Homeland Security spokesman Russ Knocke said there was no intelligence that indicated such an attack was imminent, and he said the alert was “out of an abundance of caution.”
“The department strongly encourages the public to continue to go about their plans, including attending events that involve large public gatherings such as football games,” Knocke said.
The FBI also expressed doubt about the threat.
“While the credibility of the threat is questionable, we have passed the information on because it has been carried in some open source reporting,” said FBI spokesman Richard Kolko. He said the FBI was discussing the threat with the NFL as “part of our routine discussions this week.”

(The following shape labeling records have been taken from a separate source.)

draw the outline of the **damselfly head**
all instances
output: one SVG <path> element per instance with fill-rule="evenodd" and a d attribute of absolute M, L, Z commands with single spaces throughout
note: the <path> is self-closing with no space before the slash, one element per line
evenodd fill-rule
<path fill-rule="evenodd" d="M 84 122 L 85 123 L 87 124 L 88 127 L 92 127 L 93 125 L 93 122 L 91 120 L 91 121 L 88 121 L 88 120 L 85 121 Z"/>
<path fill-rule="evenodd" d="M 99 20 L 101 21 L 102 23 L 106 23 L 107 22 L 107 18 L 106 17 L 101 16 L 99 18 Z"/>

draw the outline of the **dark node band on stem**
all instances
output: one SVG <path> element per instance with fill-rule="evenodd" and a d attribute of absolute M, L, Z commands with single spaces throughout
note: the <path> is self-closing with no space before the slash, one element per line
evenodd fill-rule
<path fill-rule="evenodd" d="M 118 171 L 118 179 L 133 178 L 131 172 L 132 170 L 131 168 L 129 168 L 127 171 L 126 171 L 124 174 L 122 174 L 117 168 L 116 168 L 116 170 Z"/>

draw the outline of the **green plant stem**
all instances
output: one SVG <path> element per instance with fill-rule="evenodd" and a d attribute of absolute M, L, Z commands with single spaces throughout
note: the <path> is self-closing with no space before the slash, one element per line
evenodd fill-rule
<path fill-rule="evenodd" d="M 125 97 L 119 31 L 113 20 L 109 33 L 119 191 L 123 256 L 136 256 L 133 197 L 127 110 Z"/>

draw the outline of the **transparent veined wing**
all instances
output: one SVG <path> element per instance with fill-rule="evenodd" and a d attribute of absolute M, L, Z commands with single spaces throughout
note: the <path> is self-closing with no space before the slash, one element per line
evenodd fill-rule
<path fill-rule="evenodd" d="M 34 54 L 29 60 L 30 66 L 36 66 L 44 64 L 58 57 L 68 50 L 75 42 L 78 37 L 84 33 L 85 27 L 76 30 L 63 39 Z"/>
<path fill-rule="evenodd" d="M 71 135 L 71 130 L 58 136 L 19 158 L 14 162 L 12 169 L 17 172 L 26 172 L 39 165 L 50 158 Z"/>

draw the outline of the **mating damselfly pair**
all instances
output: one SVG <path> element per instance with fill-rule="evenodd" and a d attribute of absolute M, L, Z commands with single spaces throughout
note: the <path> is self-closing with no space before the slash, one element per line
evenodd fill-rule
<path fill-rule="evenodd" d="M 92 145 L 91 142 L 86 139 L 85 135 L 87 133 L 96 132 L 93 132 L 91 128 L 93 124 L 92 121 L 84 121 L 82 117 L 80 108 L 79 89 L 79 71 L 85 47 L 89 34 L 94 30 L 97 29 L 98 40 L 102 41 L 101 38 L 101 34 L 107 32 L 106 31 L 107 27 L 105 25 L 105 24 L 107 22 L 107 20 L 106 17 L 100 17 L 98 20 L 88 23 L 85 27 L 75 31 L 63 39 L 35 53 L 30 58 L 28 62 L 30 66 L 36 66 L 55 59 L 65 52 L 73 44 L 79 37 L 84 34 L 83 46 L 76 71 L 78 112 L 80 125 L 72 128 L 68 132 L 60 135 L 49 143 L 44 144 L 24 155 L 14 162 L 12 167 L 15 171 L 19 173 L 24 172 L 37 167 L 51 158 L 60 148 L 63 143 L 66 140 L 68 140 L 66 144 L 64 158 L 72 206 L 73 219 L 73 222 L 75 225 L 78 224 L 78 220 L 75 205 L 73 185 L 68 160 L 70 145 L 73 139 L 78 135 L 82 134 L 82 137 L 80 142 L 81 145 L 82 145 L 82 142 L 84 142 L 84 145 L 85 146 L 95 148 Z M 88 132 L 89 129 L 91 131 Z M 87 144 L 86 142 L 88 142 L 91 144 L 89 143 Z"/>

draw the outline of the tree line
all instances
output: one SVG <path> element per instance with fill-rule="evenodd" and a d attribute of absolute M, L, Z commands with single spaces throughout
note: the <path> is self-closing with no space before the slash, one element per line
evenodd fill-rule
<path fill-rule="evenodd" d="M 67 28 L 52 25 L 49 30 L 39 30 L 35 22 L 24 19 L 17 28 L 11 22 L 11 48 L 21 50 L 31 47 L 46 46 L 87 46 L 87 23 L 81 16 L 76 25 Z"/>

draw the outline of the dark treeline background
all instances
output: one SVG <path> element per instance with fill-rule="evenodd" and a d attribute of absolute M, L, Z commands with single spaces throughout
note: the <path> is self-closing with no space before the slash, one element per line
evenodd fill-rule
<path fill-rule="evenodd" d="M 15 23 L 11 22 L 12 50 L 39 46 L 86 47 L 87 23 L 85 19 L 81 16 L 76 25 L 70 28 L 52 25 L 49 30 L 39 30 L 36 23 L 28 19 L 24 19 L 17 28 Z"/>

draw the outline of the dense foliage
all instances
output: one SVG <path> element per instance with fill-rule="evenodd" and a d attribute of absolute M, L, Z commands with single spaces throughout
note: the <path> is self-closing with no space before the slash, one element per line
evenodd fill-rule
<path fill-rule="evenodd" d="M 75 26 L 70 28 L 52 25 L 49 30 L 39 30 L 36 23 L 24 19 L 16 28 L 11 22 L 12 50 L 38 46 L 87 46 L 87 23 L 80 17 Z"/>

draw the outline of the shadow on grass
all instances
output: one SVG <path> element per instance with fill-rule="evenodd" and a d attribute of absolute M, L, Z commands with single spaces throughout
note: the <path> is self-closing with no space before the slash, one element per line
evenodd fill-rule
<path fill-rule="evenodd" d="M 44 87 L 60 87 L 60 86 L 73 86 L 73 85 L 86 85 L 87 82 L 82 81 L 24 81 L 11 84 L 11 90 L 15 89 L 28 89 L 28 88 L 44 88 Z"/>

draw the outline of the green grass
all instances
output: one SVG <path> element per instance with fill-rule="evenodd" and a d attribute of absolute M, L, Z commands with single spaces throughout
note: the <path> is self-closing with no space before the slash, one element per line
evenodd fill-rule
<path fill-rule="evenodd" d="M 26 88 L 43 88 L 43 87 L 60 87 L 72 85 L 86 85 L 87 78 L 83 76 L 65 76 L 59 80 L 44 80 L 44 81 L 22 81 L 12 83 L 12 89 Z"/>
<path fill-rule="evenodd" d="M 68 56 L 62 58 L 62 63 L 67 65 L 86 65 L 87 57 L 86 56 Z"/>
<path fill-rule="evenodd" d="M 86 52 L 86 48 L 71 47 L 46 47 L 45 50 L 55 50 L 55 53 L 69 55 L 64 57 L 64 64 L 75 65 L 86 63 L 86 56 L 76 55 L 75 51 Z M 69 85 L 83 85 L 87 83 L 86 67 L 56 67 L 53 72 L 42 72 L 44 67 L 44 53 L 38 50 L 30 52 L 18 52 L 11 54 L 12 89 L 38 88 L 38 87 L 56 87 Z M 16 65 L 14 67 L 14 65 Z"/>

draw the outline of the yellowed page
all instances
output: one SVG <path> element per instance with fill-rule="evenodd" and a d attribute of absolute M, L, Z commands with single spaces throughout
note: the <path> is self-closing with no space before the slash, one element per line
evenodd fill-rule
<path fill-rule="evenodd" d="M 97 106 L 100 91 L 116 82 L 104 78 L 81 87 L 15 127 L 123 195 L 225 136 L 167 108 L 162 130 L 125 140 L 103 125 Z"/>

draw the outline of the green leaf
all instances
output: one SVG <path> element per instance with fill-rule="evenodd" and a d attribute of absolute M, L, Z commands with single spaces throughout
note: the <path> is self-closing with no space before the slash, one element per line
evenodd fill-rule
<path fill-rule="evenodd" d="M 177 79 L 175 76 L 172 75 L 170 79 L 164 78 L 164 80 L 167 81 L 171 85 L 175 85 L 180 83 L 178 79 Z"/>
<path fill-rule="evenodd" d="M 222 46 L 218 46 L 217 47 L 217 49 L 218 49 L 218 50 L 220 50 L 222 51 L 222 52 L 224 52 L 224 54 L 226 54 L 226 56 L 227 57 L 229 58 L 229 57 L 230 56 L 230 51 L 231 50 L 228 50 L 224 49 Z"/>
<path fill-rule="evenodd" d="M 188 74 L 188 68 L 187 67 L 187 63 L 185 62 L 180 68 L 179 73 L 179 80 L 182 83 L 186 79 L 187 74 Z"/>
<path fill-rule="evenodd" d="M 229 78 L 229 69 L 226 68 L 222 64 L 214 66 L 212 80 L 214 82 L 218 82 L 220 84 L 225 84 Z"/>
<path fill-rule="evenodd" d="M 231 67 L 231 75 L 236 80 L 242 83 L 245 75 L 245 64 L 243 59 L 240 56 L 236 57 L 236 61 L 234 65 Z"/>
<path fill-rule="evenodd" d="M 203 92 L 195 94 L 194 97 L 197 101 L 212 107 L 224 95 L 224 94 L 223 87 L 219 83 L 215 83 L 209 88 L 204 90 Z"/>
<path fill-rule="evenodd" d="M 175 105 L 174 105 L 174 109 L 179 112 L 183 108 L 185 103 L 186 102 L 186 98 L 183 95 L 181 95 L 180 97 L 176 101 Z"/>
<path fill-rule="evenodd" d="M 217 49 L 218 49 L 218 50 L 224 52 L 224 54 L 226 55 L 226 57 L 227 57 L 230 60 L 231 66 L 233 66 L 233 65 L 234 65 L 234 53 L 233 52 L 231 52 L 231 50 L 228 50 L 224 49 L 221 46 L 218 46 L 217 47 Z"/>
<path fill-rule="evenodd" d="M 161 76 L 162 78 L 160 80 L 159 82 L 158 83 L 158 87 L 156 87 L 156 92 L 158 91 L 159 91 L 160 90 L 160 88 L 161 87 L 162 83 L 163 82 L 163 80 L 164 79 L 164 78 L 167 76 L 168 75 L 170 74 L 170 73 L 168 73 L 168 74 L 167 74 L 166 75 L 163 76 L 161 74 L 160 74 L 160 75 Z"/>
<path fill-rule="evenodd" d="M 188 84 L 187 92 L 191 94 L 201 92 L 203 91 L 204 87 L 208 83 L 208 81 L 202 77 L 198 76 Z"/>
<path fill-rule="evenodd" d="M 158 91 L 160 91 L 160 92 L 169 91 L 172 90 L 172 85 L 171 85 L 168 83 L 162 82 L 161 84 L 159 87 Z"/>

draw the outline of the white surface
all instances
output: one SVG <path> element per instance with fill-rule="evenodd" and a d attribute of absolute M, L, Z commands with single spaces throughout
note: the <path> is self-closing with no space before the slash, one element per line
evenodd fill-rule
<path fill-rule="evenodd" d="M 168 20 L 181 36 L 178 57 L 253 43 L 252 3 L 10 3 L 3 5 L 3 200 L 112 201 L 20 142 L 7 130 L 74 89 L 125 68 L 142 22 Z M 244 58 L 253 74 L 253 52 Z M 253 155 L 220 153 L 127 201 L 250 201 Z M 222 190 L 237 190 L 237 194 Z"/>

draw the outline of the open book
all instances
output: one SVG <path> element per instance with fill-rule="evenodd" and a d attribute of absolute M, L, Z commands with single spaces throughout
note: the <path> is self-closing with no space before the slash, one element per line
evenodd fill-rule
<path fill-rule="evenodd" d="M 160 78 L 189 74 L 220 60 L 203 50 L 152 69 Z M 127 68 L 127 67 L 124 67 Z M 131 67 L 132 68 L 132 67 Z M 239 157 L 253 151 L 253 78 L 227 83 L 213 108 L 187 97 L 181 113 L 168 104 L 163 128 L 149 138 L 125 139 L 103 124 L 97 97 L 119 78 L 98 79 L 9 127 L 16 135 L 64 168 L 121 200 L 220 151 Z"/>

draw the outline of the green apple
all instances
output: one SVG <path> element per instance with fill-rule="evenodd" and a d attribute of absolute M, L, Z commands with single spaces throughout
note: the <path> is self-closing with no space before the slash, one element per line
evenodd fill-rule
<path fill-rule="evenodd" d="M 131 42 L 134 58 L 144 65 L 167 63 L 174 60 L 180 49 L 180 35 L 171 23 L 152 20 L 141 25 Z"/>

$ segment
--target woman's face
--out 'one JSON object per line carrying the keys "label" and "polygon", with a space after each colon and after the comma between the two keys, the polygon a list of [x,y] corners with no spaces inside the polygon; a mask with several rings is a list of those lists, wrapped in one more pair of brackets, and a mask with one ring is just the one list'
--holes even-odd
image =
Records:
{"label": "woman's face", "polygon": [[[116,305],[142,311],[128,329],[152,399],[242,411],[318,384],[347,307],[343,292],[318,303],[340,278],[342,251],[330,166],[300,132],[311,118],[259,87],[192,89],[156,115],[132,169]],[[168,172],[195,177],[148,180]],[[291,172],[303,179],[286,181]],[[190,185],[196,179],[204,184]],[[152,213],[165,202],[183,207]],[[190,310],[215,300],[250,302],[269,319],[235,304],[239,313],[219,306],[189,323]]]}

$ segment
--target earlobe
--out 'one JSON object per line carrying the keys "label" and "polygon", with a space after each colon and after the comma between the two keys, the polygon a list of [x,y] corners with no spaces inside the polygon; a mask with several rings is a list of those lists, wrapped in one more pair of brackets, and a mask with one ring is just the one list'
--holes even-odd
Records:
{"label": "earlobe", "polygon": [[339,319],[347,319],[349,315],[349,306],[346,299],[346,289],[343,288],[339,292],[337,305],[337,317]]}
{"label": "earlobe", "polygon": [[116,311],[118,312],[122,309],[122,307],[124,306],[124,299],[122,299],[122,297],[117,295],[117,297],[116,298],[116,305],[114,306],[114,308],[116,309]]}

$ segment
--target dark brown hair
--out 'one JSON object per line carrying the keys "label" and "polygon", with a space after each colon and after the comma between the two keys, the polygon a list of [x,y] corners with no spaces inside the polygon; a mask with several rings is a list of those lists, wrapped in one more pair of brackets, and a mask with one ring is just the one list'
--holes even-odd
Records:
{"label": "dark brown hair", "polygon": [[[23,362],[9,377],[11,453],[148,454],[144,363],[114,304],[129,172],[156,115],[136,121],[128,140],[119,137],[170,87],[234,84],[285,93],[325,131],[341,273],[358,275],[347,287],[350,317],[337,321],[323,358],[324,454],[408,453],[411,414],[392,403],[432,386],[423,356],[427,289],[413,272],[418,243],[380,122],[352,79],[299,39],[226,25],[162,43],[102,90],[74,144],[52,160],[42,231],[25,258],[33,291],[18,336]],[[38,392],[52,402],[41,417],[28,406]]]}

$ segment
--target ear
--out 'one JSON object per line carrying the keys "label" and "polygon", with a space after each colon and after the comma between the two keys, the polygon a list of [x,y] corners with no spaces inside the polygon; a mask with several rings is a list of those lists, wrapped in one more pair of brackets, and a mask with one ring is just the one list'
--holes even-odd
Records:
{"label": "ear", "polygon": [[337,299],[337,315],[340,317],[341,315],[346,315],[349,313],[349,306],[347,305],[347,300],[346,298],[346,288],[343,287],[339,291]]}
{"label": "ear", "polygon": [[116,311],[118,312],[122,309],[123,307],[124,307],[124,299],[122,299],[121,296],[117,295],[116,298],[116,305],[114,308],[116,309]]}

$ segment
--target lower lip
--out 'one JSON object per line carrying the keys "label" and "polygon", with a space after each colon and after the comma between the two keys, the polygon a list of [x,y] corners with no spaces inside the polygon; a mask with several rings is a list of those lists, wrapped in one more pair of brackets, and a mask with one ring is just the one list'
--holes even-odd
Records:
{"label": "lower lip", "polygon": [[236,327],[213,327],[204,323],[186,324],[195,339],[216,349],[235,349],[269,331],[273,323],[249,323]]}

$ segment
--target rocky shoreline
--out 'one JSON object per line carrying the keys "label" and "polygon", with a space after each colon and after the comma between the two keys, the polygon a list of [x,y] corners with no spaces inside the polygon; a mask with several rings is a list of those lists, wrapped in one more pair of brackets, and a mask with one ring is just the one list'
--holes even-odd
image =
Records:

The nation’s alert level remains at yellow, signaling an elevated risk of an attack. The threat level for airline flights is at orange, a higher level, where it has been since a foiled plot to bomb U.S.-bound commercial jets was revealed on Aug. 10.
This one does not seem terribly credible, but a little heightened security would not be a bad idea.
Federal authorities said Friday they have charged a 20-year-old Wisconsin grocery store clerk with making a hoax threat that said seven football stadiums across the nation would be targeted by terrorists with radiological”dirty bombs”this weekend.
Jake J. Brahm, of Wauwatosa, Wis., surrendered to the U.S. Marshal’s Service in Milwaukee on Friday morning. He was charged in a sealed criminal complaint filed Thursday in Newark, U.S. Attorney Christopher Christie said…
Brahm was scheduled to make a court appearance later Friday in Milwaukee.
He was first taken into custody by police in Wauwatosa on Wednesday, based on information authorities received that Brahm was the source of the Internet threat to bomb football stadiums, federal authorities said.
FBI agents interviewed him that night, and the FBI said Thursday it had determined the threats were a hoax.